A Rádio Gaúcha encontrou a testemunha-chave que permitiu ao Ministério Público Estadual desarticular o esquema criminoso que fraudava o leite em Guaporé, na Serra gaúcha. O homem também participava do esquema, adulterando resultados e misturando produtos na LTV, empresa que transportava e resfriava leite antes de vender para a indústria. Ele fez um acordo de delação premiada com o Ministério Público para ter a pena reduzida em troca de divulgar tudo que sabia e dar os nomes dos envolvidos. A testemunha deu detalhes do esquema.
A primeira irregularidade ocorria logo após a coleta do leite junto ao produtor. “Eles transferiam o leite de caminhões menores para bitruques, caminhões com maior capacidade de carga. Aproximadamente 23 mil litros. Isso não é permitido. Somente quando passa por um posto de resfriamento e tem que sofrer o resfriamento e análise”, conta a testemunha.
A próxima etapa da fraude era a mistura de substâncias ao leite in natura para mascarar os testes exigidos pelo Ministério da Agricultura. Detalhe: o leite in natura não pode receber qualquer substância até chegar à indústria.
“Fazia o teste de Alizarol (teste feito para verificar a acidez do leite), caso necessitasse alguma coisa, tivesse fora dos padrões, eles adicionavam soda cáustica. Comprava soda em escamas, 99%, e diluía em 50% de água para fazer uma soda líquida”, explica o jovem.

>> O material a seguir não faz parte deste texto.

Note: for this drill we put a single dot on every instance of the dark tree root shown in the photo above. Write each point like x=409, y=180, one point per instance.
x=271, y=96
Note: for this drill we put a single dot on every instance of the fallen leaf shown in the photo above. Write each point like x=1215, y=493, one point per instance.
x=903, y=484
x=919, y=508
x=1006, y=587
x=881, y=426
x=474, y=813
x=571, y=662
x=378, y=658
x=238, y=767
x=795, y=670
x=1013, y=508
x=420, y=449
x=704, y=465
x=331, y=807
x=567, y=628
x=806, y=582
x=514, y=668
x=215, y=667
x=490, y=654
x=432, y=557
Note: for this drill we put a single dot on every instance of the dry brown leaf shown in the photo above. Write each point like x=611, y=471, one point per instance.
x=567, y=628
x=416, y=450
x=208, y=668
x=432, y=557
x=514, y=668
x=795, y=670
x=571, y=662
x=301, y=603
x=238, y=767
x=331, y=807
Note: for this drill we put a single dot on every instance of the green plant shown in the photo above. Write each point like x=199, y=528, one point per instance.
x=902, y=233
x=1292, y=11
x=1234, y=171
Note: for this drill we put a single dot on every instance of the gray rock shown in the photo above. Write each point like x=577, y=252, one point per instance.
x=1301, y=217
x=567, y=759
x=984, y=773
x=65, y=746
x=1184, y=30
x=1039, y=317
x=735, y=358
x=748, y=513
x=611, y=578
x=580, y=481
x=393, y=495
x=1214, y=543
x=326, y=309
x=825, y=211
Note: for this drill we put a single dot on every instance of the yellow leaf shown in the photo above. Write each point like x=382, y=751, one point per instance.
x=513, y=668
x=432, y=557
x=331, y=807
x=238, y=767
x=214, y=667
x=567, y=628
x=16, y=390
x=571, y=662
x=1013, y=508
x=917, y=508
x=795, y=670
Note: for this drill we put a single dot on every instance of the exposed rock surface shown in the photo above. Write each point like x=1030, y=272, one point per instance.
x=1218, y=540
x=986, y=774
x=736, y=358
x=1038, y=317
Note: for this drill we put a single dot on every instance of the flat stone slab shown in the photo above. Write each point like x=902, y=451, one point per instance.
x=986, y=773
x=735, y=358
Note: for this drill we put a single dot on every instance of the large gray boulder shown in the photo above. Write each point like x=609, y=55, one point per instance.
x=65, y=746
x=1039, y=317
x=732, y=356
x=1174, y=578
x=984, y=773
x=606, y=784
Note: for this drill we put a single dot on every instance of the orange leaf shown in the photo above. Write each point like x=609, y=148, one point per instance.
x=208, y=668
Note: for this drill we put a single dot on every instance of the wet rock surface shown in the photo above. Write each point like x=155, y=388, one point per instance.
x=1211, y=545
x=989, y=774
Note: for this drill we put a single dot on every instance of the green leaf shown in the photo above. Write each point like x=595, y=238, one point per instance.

Além da soda, era adicionada água para aumentar o volume e, consequentemente, o faturamento com a venda do leite fraudado.
“E eles adicionavam 200 a 300 litros de água em cada caminhão. Água com uréia. Então é necessário adicionar a uréia, que tem como componente o nitrogênio, que diminui o ponto de congelamento”.
A testemunha era responsável pelos testes feitos pela LTV no leite que chegava do produtor e também pelas misturas. Revela que de 12 análises exigidas por lei, apenas quatro eram feitas.
“Algumas análises são mais rápidas e outras são mais demoradas. Por exemplo, o teste da Redutase (método para estimar a quantidade de bactérias presentes no leite fresco) o mínimo permitido pelo Ministério da Agricultura, são 90 minutos. Até não se passar uma hora e meia, teoricamente, o caminhão não poderia ser liberado. Na LTV, o caminhão demorava no máximo 15 minutos quando tivesse algum problema. Resultados rápidos, ficava cinco minutos”.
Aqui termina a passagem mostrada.